# DMG powder supplier anyone ?



## alexxx (Feb 29, 2016)

I am looking right and left for a reliable source of DMG powder to precipitate lots Pd and to create dmg test solutions.

Looking for at least 1000 grams / 1 kilo.

Anyone has some available, or any seller in Canada / USA ?

I've only found a handfull of ebay suppliers in easter europe & Israel. All the companies I get my supplies from don't have DMG...

Alex


----------



## Lou (Feb 29, 2016)

City Chemical.

Lou


----------



## nickvc (Feb 29, 2016)

Found one hopeful, NetChem in Ontario, try them.


----------



## alexxx (Feb 29, 2016)

thanks to both of you, I will try them.

cheers,

Alex


----------



## UncleBenBen (Feb 29, 2016)

alexxx said:


> I've only found a handfull of ebay suppliers in easter europe & Israel.

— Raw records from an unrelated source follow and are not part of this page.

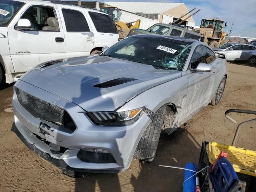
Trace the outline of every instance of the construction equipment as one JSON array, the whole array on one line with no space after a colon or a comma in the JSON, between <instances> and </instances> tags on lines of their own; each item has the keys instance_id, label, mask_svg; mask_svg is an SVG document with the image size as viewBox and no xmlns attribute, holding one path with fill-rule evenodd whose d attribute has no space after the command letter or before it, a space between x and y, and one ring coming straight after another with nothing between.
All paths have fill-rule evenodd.
<instances>
[{"instance_id":1,"label":"construction equipment","mask_svg":"<svg viewBox=\"0 0 256 192\"><path fill-rule=\"evenodd\" d=\"M218 18L212 18L211 19L202 19L201 22L200 28L195 29L194 31L202 35L204 42L210 47L216 47L220 45L226 35L223 32L223 24L226 27L227 24Z\"/></svg>"},{"instance_id":2,"label":"construction equipment","mask_svg":"<svg viewBox=\"0 0 256 192\"><path fill-rule=\"evenodd\" d=\"M115 25L118 32L120 39L126 37L130 30L140 27L140 19L128 23L121 21L120 18L122 13L121 10L118 8L107 6L100 6L100 8L101 11L108 14L113 21L114 22ZM133 25L132 24L134 23L135 23Z\"/></svg>"}]
</instances>

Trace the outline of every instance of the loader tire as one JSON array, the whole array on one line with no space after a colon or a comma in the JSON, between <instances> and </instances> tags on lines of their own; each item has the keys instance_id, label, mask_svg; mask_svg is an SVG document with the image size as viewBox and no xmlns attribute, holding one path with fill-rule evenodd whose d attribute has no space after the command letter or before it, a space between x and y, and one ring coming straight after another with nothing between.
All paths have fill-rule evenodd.
<instances>
[{"instance_id":1,"label":"loader tire","mask_svg":"<svg viewBox=\"0 0 256 192\"><path fill-rule=\"evenodd\" d=\"M155 158L165 110L165 106L162 107L154 115L135 150L134 156L136 159L151 162Z\"/></svg>"},{"instance_id":2,"label":"loader tire","mask_svg":"<svg viewBox=\"0 0 256 192\"><path fill-rule=\"evenodd\" d=\"M209 41L208 44L208 45L212 48L217 47L219 45L219 44L218 42L216 41Z\"/></svg>"}]
</instances>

I recently bought some DMG from eBay. I went with one of the sellers from Israel. Since I wasn't in a hurry and had time to wait for it to ship to the U.S., and since the seller had good reviews I made the purchase.

It came in the mail last week. Packaged in a used cosmetics container that still had spots of dried up lotion or cream on the outside. I opened the plastic jar and the smell of Avon filled the room. They apparently didn't even bother to even wash it out first.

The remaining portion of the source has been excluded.